The power of negative tweeting: what Donald Trump did and didn't learn from his childhood pastor Norman Vincent Peale.

Author:Buntz, Sam
Position:Surge of Piety: Norman Vincent Peale and the Remaking of American Religious Life - Book review

Surge of Piety: Norman Vincent Peale and the Remaking of American Religious Life

by Christopher Lane

Yale University Press, 224 pp.

When I drink my little wine--which is about the only wine I drink--and have my little cracker, I guess that is a form of asking for forgiveness, and I do that as often as possible because I feel cleansed.... I think in terms of 'Let's go on and let's make it right.'"

Donald J. Trump said this in 2015, whilst scrambling to articulate the theory and praxis of his Christian faith--a faith lightly worn, but who can say how deeply felt? The mysteries and the opacities of the human heart loom up before us. At first, the reader or auditor is startled by the image of the Body of Christ reduced to a "little cracker." Yet, being a Presbyterian, Trump is supposed to take the Eucharist in symbolic terms.
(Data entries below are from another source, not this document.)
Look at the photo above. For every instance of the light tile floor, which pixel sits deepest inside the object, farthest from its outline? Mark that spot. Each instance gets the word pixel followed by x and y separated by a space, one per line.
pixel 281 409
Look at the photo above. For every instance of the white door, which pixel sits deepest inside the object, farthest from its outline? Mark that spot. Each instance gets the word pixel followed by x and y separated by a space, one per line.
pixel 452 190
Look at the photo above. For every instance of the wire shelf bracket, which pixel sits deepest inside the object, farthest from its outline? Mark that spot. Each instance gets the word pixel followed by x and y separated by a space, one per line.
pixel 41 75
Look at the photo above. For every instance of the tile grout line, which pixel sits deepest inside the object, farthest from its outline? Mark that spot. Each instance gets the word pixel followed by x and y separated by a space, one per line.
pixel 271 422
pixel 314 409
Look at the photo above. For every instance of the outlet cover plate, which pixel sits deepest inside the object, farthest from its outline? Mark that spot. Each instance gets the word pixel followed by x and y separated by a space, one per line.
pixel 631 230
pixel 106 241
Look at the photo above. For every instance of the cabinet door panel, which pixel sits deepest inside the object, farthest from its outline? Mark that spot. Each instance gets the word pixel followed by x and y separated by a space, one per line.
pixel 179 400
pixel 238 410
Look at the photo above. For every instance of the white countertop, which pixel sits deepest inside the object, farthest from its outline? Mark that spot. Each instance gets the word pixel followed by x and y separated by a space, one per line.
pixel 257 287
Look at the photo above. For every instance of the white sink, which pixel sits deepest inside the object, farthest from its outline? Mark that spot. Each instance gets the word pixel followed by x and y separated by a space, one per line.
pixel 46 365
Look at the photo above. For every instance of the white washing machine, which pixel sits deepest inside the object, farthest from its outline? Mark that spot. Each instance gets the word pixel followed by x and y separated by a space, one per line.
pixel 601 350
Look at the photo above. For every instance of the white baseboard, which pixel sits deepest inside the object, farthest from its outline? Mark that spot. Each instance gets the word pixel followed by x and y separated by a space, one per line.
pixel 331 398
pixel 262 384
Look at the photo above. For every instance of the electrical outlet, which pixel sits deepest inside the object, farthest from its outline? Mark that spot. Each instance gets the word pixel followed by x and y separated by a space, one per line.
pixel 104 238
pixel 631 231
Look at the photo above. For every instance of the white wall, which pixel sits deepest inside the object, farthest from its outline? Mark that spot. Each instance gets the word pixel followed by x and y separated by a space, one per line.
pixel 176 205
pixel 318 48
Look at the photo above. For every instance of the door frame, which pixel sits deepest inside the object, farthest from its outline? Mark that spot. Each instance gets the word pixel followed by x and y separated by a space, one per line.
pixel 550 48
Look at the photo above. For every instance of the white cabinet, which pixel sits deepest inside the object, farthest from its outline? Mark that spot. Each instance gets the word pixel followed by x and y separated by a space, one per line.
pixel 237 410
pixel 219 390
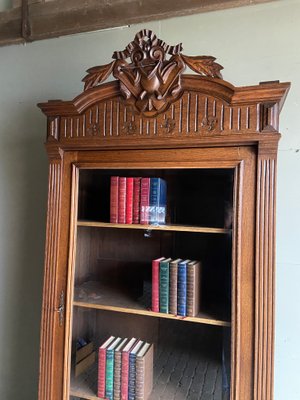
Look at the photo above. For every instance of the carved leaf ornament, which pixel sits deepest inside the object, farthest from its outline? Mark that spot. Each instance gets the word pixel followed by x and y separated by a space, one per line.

All right, let's admit it--analyzing Trump's position on religion feels like an exercise in conjuring light out of darkness, a kind of creatio ex nihilo, as it were. But before we throw up our hands and skip to the next book review, we ought to consider a possibly revealing fragment of philosophy lodged in the last sentence of the above quote. The Trumpian sentiment "I think in terms of 'Let's go on and let's make it right'" hearkens back to the self-help guidance of Norman Vincent Peale, author of The Power of Positive Thinking and pastor of Marble Collegiate Church in Manhattan, where the young Trump was a congregant. It would be more than unfair to blame Peale for Trump's rise or appeal; the fact that the teenage Trump snoozed in his pews shouldn't retroactively impugn the Reverend in total. But, thanks to Northwestern University professor Christopher Lane's book, Surge of Piety, we have a little perspective on what Peale's philosophy meant for America, and, by extension, for Trump. (True, Trump is not actually mentioned in the book, but, in hindsight, he lends the work most of its contemporary relevance.)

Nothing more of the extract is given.